Dozens of union members milled around the front of the Stop & Shop on McGrath Highway in Somerville on Thursday afternoon, urging people not to go in. Shoppers looked surprised and confused.

The workers held signs bearing messages such as, “Please don’t cross the line.”

They chanted, “What do we want? Contract! When do we want it? Now!” Another chant: “Shut it down!” A third refrain went, “Stop & Shop, you can’t hide. We can see your greedy side.”

Terriann Toppi, 61, a cash office manager at Stop & Shop, was among the picketing workers.

“They seem like they want to take away more than they’re giving us,” Toppi said, referring to negotiations between unions and the company.

“All we want is what’s fair,” she said.

Another worker, Frederick Newman, 47, of Sharon, said he was prepared to stay off the job for an extended period.

“As long as it takes,” Newman said. “I hope not long, but it’s going to be what it is, and we gotta be here.”


Customers were caught off guard, including Leah Shapiro, 53, who came to the store looking for ingredients for pasta sauce.

“I was very surprised to see it happening when I [got] here,” Shapiro said, adding that her partner belongs to a union and she supports them. “Now that I know there’s a strike, I probably won’t come here till it’s done.”

At the Stop & Shop location in Dorchester, Bob Berman, business agent for UFCW Local 1445, informed department heads of the stoppage around 12:30 p.m.

“We were told it was always a possibility,” said Andre Benjamin, a deli clerk at the store.

The UFCW, in its statement Thursday, said Stop and Shop was flush with cash.

“Stop & Shop’s parent company, Ahold Delhaize, saw over $2 billion in profit last year and got a US tax cut of $225 million in 2017,” the release said.
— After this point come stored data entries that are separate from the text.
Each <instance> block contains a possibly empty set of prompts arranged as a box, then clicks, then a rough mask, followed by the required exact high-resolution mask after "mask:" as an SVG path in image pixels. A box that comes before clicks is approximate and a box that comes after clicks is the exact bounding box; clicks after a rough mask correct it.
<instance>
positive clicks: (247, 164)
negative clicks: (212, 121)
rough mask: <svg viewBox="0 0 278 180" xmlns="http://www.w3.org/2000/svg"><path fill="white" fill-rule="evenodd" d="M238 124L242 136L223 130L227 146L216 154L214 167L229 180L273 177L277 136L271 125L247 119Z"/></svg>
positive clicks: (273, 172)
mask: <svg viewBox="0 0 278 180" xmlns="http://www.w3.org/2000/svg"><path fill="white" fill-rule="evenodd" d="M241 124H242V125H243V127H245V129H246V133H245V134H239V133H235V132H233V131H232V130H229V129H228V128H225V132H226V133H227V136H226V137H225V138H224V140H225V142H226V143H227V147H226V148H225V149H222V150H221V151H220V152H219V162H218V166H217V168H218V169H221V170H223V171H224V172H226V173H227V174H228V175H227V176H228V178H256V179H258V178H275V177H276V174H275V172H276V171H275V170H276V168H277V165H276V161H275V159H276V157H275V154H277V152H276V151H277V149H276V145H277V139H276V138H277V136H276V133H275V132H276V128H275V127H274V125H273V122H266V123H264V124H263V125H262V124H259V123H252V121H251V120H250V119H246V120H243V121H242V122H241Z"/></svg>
The union continued, “While Stop & Shop continues to propose drastically cutting worker benefits, Ahold shareholders voted on April 10 to give themselves an 11.1 percent raise in dividends over last year. The expected payout will be on April 25 for around $880 million.”
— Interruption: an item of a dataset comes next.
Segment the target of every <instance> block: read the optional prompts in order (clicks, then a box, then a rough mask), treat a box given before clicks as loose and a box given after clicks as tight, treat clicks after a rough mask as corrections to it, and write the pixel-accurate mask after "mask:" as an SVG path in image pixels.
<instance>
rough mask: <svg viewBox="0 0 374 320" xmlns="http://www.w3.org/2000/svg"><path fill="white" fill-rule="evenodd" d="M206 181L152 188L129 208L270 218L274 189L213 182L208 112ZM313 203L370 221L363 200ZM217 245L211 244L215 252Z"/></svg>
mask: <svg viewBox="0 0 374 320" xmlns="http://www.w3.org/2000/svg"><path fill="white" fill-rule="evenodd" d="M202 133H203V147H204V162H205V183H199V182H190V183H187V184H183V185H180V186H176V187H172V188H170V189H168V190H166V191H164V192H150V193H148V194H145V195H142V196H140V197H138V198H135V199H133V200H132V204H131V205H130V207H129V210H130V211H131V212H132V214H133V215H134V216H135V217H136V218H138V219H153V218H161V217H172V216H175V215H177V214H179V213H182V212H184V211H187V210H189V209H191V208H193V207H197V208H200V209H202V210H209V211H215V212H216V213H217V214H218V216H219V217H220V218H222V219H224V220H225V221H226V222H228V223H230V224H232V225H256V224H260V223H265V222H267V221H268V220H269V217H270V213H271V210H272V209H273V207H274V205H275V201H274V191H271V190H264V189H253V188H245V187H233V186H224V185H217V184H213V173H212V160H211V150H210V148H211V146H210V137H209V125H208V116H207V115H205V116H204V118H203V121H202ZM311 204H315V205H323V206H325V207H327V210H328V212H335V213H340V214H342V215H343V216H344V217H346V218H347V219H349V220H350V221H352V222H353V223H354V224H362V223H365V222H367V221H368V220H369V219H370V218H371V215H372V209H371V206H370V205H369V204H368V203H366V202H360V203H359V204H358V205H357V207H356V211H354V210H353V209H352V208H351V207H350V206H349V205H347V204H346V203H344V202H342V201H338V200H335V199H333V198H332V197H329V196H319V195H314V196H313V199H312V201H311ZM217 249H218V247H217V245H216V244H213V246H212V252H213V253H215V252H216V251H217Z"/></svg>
Bollen, the union president, said in his video message that the union would maintain solidarity.

“We’re going to stick together,” Bollen said. “We’re gonna fight hard. We’re done playing games with this company. We told you we were going to fight like hell to get a good contract, and we’ve been trying to do that since January. We have not succeeded. The company will not give in, and it’s time for action.”
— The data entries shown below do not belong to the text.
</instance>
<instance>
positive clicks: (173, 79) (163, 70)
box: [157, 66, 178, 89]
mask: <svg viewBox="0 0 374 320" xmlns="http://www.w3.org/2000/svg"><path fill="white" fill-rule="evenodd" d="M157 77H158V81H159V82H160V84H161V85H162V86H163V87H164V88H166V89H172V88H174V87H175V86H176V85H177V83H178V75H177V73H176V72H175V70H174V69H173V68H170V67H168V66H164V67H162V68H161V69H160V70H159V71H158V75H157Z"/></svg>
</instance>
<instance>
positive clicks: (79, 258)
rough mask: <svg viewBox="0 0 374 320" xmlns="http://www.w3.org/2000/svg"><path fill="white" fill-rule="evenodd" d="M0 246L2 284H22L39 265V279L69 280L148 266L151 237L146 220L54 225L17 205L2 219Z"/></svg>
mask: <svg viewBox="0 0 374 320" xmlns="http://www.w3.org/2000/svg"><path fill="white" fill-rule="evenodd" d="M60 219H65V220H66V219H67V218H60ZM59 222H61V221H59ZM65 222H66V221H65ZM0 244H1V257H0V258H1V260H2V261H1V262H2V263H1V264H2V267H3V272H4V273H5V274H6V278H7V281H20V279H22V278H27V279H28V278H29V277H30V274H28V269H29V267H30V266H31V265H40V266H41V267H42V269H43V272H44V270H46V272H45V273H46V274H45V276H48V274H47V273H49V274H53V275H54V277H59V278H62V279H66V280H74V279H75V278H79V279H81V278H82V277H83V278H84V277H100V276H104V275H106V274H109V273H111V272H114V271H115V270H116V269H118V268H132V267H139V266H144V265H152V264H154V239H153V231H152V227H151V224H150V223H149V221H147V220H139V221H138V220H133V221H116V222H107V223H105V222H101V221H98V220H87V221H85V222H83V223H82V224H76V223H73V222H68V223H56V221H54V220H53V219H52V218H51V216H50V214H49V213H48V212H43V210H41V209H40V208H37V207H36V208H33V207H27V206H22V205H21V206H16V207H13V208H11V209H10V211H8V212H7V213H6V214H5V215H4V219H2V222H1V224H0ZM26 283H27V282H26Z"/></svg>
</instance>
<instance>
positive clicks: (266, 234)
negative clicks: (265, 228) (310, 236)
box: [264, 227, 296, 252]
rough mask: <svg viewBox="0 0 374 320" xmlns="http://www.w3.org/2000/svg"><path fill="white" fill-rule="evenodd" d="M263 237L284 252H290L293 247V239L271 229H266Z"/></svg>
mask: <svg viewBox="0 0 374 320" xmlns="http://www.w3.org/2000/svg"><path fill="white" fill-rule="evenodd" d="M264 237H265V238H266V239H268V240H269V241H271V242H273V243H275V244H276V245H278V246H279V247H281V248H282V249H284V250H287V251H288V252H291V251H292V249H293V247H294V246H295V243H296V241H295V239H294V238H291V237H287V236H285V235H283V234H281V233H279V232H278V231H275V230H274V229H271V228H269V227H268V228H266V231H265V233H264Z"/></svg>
Bollen continued, “Stay strong, stay united, talk to the customers, and we’re going to stay till we win.”

The company said it had still been trying to negotiate as recently as Thursday morning.

“[T]his morning the company made several suggestions to the federal mediators to encourage further bargaining,” Stop & Shop said. “The mediators gave those proposals to the Locals late in the morning. The Locals provided no counter proposals to the mediators and simply stated they were proceeding with their plans.”

Stop & Shop added that in contrast to the company’s proposal, “which is better than most recent UFCW contract settlements and responsive to heavy non-union competition, the unions proposed a contract that would increase the company’s costs. This would make our company less competitive in the mostly non-union New England food retail marketplace.”

Stop & Shop, the company said, “remains ready and available to meet with the union locals at any time. We are committed to good faith bargaining and hope to reach new contracts as quickly as possible that both recognize and reward the great work of our associates and enable Stop & Shop to compete effectively in the rapidly changing New England grocery market.”